''Não vamos gastar porque temos eleição''

Lula tentou passar mensagem de que governo não vai descuidar das contas apesar das medidas fiscais

ADRIANA FERNANDES, RENATA VERÍSSIMO e FABIO GRANER, BRASÍLIA, O Estadao de S.Paulo

10 Dezembro 2009 | 00h00

Apesar do anúncio de novas medidas de redução de impostos, o presidente Luiz Inácio Lula da Silva procurou passar ontem a mensagem de que o governo não vai abrir mão da responsabilidade com as contas públicas. "Não podemos descuidar, em hipótese alguma, da política fiscal", destacou o presidente no discurso de encerramento da reunião do Conselho de Desenvolvimento Econômico e Social (CDES). "Não é porque tem eleição que vamos gastar", afirmou.

Lula também defendeu a importância de se manter a inflação sob controle e afirmou que não tem dúvidas de que o Brasil vai ser a quinta economia do mundo, "se o País não ficar rasgando dinheiro". O presidente afirmou que o País baterá este mês novo recorde de geração de empregos formais, acumulando este ano 1,3 milhão de novas vagas.
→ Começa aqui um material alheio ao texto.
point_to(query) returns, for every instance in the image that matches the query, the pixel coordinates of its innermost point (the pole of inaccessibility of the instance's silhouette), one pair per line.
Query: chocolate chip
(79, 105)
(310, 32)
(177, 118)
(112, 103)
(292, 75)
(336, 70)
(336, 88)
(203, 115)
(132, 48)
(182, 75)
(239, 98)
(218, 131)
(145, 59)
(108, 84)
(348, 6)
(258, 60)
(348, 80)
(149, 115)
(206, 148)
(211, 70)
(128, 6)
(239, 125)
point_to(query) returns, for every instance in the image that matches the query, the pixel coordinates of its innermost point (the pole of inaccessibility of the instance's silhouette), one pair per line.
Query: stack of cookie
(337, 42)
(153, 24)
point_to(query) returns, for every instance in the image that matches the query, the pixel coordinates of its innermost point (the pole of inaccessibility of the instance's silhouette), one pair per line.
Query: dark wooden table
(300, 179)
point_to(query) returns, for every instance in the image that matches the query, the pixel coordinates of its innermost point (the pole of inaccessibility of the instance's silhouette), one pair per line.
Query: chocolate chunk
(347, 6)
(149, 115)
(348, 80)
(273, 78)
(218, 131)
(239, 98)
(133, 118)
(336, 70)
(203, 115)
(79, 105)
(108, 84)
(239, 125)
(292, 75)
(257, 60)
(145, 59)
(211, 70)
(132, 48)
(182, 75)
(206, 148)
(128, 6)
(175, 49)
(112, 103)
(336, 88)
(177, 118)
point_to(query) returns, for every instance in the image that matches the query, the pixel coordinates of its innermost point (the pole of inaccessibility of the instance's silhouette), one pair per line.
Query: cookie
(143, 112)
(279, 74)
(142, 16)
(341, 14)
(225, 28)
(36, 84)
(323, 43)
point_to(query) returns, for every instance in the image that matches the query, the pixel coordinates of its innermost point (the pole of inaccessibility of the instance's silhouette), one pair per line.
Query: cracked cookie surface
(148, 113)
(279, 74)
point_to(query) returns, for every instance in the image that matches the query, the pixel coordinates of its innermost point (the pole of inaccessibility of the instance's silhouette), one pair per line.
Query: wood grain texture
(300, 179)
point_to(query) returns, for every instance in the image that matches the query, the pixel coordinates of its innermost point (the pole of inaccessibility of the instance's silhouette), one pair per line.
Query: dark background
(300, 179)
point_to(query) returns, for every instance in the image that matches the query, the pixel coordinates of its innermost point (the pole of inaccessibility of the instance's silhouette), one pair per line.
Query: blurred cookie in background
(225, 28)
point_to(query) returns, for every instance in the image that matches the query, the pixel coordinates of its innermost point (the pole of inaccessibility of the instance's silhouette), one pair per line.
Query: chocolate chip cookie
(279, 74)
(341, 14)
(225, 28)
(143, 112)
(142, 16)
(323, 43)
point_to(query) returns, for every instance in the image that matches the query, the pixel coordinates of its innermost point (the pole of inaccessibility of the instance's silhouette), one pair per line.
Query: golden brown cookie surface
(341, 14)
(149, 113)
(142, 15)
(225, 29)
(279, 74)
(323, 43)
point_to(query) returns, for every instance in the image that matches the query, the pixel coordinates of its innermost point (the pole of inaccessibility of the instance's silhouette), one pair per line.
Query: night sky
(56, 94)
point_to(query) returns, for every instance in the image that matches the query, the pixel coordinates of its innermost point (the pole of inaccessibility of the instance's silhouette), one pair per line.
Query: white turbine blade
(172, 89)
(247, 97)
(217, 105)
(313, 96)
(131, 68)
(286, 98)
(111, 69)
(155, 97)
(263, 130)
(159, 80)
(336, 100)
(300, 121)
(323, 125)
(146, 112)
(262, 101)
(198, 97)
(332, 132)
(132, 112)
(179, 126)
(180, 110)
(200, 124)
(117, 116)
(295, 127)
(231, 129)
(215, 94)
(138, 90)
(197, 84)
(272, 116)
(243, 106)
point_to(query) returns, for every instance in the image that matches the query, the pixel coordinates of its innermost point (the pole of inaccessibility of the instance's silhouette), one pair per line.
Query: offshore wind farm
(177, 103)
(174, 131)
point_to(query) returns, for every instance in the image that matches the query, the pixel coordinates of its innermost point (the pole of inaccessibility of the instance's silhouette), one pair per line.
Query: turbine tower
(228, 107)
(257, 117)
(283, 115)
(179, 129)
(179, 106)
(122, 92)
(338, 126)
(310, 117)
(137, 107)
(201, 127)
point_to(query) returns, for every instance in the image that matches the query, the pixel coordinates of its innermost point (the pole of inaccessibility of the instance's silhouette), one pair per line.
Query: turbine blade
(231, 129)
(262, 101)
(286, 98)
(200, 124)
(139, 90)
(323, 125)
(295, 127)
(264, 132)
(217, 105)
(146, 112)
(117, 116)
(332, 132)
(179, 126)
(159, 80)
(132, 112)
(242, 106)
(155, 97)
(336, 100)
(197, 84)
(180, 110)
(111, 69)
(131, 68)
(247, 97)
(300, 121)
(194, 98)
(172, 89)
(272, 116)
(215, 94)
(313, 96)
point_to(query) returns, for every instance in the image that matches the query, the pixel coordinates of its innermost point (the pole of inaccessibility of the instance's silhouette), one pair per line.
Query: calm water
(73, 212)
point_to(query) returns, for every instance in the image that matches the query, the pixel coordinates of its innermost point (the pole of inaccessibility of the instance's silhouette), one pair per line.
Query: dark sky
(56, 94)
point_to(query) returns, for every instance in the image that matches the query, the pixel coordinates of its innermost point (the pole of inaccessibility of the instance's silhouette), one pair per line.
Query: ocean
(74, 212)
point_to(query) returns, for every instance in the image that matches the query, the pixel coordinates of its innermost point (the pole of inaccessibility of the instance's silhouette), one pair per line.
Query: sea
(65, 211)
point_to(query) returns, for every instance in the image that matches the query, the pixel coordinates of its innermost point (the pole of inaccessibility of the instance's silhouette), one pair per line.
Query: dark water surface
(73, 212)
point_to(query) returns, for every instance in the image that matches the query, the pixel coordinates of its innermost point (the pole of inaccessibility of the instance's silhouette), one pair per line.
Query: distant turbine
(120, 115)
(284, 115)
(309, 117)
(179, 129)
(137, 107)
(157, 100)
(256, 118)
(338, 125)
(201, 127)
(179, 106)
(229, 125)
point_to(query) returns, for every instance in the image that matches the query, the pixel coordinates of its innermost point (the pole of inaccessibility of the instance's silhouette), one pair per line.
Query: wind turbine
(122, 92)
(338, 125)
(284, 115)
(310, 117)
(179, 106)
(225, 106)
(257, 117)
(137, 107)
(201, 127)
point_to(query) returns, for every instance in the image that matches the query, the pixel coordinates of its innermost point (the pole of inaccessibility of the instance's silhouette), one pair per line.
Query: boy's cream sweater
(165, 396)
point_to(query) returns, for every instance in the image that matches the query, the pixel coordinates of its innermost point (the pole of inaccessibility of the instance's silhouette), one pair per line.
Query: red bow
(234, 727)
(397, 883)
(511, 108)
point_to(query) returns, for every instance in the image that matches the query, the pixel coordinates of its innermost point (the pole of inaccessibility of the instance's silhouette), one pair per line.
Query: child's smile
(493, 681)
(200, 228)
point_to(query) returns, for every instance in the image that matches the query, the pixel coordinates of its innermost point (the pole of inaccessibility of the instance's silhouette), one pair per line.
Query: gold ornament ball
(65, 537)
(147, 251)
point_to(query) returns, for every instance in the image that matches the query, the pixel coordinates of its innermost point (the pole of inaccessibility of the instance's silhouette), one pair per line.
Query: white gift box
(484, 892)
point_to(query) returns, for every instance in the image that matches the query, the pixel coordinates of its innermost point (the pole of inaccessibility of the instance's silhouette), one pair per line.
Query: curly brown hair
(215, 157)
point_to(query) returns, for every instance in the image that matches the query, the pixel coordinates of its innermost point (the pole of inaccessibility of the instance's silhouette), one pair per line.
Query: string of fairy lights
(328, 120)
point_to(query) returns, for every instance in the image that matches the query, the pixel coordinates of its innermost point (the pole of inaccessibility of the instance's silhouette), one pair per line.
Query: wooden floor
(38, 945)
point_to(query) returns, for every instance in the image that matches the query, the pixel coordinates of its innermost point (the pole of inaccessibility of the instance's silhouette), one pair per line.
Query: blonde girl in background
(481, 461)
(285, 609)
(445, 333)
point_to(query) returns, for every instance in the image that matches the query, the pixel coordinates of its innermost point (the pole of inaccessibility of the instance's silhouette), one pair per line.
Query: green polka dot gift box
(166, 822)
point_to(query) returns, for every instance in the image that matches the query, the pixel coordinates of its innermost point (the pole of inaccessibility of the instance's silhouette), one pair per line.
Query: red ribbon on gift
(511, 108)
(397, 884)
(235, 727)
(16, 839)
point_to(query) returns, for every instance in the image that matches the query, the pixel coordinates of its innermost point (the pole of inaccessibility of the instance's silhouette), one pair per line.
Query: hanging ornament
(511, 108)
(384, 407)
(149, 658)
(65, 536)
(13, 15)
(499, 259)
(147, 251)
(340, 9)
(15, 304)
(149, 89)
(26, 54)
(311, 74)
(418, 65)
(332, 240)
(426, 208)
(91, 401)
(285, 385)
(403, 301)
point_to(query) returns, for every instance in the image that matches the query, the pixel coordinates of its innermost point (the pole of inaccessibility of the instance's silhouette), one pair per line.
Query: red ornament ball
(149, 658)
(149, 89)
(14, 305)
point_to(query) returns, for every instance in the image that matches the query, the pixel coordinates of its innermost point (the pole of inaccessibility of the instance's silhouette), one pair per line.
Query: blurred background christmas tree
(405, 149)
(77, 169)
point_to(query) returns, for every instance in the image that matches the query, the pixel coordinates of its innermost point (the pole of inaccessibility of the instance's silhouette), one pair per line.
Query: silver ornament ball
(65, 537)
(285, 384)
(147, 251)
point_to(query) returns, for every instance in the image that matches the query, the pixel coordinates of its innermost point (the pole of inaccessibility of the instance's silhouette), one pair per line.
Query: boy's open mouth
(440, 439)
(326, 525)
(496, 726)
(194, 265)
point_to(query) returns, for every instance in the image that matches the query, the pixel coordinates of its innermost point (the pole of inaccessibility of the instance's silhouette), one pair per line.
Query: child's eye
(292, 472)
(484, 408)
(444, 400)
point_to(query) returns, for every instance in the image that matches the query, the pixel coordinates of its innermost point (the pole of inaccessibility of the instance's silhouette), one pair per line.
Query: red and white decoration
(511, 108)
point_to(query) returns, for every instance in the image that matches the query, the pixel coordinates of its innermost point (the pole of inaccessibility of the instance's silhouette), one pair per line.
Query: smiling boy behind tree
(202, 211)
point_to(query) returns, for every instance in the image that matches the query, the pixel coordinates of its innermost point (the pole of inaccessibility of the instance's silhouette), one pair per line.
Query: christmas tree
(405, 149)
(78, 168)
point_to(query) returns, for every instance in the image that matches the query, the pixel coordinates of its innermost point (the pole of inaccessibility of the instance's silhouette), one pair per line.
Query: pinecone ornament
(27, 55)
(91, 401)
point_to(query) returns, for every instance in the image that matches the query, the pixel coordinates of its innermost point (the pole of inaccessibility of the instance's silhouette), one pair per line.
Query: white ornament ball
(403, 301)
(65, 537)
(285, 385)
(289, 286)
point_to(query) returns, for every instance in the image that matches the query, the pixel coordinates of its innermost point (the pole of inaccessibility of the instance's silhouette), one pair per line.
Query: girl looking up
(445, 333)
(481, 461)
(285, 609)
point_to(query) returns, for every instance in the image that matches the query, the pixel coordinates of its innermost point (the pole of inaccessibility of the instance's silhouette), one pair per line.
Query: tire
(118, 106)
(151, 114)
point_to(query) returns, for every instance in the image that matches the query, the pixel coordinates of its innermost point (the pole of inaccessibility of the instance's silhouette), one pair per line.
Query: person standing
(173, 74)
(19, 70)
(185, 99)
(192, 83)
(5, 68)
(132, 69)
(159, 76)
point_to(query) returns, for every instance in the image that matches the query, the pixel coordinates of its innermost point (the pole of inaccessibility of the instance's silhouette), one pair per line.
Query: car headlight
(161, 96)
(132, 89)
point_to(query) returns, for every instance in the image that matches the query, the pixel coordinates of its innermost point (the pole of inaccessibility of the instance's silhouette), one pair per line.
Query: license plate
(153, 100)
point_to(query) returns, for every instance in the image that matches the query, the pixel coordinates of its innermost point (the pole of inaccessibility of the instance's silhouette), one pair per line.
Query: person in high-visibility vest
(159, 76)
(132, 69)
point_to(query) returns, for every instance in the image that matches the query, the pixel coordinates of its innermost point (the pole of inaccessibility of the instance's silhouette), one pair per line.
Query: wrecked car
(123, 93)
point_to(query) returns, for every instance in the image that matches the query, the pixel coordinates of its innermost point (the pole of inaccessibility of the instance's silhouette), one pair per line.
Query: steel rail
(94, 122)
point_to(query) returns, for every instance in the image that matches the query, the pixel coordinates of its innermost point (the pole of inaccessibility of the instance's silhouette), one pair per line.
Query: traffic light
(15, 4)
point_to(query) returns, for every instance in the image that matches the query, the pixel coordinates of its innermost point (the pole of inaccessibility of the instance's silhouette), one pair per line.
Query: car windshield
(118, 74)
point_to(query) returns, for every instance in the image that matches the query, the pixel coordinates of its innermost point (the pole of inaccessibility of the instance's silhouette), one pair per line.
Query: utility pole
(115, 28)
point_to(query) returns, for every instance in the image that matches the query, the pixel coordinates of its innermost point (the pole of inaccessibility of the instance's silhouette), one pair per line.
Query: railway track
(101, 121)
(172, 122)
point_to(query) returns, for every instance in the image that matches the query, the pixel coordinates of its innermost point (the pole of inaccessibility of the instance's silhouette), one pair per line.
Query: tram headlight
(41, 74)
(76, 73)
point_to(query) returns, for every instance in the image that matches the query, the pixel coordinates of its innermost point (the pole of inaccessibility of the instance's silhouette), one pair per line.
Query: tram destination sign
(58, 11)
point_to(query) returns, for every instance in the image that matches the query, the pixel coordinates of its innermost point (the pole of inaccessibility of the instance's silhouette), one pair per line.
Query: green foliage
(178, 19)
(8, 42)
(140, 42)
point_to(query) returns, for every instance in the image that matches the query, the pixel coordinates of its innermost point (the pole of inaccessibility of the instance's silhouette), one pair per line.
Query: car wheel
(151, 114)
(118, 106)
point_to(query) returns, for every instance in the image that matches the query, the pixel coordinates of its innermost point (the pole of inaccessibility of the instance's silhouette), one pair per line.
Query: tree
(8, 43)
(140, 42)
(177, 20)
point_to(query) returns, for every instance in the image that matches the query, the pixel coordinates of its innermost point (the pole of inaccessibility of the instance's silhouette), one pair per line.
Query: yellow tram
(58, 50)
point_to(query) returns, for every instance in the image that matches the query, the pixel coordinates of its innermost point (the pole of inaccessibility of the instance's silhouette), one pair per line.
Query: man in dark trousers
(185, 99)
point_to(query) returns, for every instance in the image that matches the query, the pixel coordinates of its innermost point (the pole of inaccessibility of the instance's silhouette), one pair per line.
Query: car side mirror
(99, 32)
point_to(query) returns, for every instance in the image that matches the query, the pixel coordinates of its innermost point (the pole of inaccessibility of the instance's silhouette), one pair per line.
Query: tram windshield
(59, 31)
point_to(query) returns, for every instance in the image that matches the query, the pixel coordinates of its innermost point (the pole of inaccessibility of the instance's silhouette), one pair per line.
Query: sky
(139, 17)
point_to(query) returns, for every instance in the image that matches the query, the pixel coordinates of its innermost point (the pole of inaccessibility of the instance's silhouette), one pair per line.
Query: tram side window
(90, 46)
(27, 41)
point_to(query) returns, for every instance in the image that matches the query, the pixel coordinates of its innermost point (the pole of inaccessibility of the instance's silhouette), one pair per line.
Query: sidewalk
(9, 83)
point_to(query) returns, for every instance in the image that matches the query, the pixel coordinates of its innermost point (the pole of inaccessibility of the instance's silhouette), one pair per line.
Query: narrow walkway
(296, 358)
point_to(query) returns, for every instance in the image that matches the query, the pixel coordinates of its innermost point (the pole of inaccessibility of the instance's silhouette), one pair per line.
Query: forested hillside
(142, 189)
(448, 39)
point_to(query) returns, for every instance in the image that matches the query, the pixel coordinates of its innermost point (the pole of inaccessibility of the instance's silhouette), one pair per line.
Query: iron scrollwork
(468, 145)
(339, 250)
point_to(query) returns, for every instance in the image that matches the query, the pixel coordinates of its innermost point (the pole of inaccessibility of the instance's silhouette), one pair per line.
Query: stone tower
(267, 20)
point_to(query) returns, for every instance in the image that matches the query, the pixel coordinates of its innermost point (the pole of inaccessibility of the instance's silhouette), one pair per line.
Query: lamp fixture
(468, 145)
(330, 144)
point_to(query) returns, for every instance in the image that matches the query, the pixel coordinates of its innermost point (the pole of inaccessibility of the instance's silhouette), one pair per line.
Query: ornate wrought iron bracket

O presidente também afirmou considerar que pelo menos duas coisas que lhe aconteceram durante sua gestão valeram a pena. Uma delas foi a realização do segundo turno das eleições em 2006. Segundo ele, havia a possibilidade de vitória no primeiro turno, mas "Deus colocou o segundo turno para que as pessoas não ficassem o ano inteiro remoendo a pequena diferença de votos". A segunda questão, disse Lula, foi a crise financeira internacional, que mostrou que seu governo não tem apenas sorte. Ele lembrou que o País passou por outras três crises e "quebrou três vezes", mas agora empresta dinheiro ao FMI.

O presidente destacou que as medidas anunciadas ontem visam consolidar o crescimento e fazer com que "a sociedade toda suba os degraus junto".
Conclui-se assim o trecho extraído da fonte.